An important way residents can help fight this crime is to report it.
Since 1975, the Michigan Arson Prevention Committee (MAPC) has administered a statewide tip reward program to help put arsonists behind bars.
Funded by insurance companies, the program has paid out $706,000 in rewards since its inception.
It has led to the arrest of 1,135 individuals on arson and related charges during that same time.
The Arson Control subcommittee of the MAPC provides awards of up to $5,000 for information that leads to the arrest and/or conviction of arsonists.
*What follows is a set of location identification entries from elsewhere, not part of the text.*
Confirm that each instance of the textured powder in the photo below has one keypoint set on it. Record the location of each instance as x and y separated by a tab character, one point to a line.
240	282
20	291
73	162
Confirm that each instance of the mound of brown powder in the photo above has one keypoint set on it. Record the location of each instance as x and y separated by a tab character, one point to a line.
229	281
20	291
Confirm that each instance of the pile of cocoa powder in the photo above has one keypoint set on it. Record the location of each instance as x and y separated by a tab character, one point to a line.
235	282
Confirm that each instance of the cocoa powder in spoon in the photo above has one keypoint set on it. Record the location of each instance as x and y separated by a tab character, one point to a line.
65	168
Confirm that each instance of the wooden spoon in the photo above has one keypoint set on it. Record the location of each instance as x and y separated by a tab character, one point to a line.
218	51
Any citizen who has information about an arson or suspicious fire can call toll-free 1-800-44-ARSON (27766).
The U.S. Fire Administration's National Fire Incident Reporting System reports an estimated 16,800 intentionally set fires in residential buildings occur annually in the United States.
These fires result in an estimated 280 deaths, 775 injuries and $593 million in property loss each year.
The majority (76 percent) of intentionally set fires in residential buildings occurred in one- or two-family dwellings; an additional 19 percent of fires occurred in multifamily dwellings.
Forty-one percent of the intentionally set residential fires occurred in vacant buildings.
Rubbish and trash, magazines and newspapers; and uncontained flammable liquids or gas were the items most often first ignited in intentionally set fires in residential buildings.